Which brings me back to this gazebo. I suspect the bunting was left up from the previous week’s Independence Day celebration. I can imagine there might have been a band playing in the gazebo or on the lawn nearby. Maybe townsfolk gathered on the lawn for a picnic and to restore community ties. Whatever happened in Leicester, I feel pretty confident that if such a gazebo were to be placed along the boardwalk of Virginia Beach or at one of our larger public parks, it’s likely the bunting would have been stolen or defaced and not left to remind us of the potential of a new day.


  1. I can really relate to this, Chris. After living in Virginia Beach for the best part of 50 years we to a small town in the Blue Ridge mountains 6 years ago. Patriotism runs high, our young men and women in uniform are looked upon as heroes and everyone knows them. We haven't lost any in the current wars, thank God, but the call to arms has always run strong in these parts and we've had a disproportionate number of casualties in every war our country has fought.

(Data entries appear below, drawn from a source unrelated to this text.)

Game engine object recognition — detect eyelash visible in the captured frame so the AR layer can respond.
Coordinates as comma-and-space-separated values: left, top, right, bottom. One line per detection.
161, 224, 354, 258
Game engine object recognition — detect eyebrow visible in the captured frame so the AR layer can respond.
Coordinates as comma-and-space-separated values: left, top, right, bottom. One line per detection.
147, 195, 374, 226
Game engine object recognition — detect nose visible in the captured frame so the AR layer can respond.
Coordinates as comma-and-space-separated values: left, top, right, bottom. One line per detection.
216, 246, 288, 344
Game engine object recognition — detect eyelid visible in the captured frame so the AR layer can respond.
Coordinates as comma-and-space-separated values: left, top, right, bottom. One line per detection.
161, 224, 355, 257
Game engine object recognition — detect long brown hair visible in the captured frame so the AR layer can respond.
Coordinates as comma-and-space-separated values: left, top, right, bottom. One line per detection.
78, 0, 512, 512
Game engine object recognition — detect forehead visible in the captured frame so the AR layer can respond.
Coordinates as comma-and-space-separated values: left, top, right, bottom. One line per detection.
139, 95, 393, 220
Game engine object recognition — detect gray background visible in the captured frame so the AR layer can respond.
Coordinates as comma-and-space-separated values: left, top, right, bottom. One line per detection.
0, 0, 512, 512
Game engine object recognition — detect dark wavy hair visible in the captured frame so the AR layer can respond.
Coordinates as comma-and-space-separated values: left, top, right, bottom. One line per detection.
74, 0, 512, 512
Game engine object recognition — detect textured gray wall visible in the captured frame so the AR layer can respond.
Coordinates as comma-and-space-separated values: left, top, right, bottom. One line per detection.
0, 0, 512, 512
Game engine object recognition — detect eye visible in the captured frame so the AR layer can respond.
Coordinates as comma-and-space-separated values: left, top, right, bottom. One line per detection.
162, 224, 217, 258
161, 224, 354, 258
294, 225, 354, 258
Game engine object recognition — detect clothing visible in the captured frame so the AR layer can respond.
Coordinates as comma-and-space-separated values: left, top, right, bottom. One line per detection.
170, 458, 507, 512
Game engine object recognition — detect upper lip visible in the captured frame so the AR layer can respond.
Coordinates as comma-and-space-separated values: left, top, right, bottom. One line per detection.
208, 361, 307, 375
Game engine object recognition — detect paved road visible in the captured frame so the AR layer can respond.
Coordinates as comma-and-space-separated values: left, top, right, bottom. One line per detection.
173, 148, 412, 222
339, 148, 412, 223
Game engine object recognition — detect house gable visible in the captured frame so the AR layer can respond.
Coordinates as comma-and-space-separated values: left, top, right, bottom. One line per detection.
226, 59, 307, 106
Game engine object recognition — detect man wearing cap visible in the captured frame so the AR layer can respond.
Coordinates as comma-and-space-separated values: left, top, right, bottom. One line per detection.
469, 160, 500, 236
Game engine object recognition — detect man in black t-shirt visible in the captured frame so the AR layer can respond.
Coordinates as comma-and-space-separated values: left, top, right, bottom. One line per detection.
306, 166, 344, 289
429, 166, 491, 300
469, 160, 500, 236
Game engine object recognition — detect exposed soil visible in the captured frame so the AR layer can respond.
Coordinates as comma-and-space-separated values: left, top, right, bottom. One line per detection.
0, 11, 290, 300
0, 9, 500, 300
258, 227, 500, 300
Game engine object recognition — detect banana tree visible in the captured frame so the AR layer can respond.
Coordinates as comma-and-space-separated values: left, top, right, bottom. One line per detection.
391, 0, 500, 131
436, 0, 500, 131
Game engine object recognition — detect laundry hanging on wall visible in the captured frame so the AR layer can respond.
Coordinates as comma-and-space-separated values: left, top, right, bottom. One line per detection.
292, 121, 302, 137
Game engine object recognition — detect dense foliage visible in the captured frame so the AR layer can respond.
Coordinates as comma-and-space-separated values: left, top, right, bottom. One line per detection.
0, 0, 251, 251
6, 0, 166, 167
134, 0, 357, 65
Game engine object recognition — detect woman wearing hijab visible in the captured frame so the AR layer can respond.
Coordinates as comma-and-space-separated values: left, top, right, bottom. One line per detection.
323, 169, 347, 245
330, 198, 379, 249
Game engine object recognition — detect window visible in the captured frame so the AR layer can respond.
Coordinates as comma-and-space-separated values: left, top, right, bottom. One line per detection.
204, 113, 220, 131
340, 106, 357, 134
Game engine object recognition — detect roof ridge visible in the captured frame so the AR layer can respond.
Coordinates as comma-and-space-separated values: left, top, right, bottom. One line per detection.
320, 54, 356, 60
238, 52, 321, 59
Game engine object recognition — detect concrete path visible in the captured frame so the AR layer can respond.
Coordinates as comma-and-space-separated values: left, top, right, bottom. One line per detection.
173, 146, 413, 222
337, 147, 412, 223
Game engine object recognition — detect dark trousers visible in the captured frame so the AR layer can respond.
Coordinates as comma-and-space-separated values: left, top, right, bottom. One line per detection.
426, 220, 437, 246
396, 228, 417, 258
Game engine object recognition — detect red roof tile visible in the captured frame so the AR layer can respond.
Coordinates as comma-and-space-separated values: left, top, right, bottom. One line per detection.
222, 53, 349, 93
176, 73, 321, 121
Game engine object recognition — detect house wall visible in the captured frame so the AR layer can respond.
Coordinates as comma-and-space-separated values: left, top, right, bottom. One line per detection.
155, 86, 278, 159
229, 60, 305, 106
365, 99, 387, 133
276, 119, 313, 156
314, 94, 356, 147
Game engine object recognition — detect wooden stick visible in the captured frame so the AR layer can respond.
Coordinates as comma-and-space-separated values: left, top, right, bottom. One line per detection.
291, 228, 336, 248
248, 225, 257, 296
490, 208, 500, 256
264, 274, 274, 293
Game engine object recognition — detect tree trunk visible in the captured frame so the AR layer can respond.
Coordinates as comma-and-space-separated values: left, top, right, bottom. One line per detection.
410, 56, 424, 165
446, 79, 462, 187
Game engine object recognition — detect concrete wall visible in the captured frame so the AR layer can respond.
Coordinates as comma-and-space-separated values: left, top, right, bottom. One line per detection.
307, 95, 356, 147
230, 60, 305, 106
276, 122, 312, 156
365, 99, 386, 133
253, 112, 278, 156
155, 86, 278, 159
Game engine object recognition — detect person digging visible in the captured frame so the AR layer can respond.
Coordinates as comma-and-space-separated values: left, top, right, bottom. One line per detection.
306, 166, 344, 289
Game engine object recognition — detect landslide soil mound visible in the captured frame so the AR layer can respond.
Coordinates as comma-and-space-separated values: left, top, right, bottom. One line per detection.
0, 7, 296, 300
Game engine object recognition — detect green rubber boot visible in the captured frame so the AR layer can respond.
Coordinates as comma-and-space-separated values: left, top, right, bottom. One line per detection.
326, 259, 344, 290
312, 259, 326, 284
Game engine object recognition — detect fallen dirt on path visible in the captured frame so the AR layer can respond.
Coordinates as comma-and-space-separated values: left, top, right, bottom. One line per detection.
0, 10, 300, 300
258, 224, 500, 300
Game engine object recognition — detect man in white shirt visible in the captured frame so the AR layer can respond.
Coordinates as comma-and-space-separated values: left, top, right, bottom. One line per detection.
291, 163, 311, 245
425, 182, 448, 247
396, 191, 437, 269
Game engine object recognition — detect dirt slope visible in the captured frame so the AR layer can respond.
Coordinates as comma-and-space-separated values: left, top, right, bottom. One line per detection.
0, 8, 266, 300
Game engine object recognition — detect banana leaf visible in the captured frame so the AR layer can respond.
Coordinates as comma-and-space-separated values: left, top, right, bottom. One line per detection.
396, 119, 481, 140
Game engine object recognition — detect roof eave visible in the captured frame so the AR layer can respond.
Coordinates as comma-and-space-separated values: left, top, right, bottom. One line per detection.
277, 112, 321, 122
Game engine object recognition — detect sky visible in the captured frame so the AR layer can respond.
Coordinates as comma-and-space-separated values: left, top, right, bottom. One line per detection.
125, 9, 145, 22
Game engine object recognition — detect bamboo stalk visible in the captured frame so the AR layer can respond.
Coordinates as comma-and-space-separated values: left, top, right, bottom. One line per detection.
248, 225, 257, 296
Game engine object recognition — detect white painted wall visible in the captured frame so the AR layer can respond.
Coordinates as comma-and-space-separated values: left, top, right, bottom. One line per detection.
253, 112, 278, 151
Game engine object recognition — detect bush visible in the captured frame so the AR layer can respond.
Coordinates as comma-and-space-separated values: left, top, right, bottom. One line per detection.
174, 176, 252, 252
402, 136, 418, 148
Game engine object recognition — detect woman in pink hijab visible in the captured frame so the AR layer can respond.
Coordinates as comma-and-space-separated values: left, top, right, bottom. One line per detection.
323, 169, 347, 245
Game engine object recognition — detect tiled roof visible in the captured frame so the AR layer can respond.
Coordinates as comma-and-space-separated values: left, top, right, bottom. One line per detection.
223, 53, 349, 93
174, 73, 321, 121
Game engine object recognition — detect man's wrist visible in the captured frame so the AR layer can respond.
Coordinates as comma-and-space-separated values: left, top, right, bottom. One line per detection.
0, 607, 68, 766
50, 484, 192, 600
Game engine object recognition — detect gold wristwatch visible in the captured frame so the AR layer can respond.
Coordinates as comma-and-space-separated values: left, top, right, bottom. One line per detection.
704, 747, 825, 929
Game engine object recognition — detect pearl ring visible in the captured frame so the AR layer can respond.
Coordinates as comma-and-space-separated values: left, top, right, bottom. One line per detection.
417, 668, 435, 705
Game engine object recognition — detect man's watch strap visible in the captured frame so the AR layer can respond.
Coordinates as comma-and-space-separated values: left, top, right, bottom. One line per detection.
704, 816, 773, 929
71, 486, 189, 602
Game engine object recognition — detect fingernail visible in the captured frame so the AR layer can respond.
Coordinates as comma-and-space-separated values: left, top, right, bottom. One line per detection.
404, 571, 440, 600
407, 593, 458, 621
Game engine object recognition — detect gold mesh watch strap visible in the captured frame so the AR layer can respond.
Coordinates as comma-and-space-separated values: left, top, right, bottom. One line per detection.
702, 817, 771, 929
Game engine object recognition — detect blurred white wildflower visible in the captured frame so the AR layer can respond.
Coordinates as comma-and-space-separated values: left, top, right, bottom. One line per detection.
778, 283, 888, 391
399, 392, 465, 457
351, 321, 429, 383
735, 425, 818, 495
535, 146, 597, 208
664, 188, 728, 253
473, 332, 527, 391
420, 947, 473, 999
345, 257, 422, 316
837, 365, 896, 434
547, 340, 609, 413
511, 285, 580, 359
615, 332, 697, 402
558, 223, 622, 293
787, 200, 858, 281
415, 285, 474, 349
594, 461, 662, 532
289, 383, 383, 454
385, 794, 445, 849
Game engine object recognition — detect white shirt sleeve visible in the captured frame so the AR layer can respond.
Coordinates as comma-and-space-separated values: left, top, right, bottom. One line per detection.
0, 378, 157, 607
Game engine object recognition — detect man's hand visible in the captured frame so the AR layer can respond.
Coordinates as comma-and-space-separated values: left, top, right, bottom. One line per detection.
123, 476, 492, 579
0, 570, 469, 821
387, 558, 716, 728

  2. These are wonderful photos. I'm excited, because I'll be heading to a lot of northeastern schools this year, and I'm definitely trying to build in some north-western NY schools into my itinerary. I love that whole region. There really is such a difference in a tiny town such as you describe. So much of NY state is gorgeous--We have friends up in Millbrook, NY, which is a beautiful area, and Owego (not to be confused with Oswego) and going to visit is like going back in time.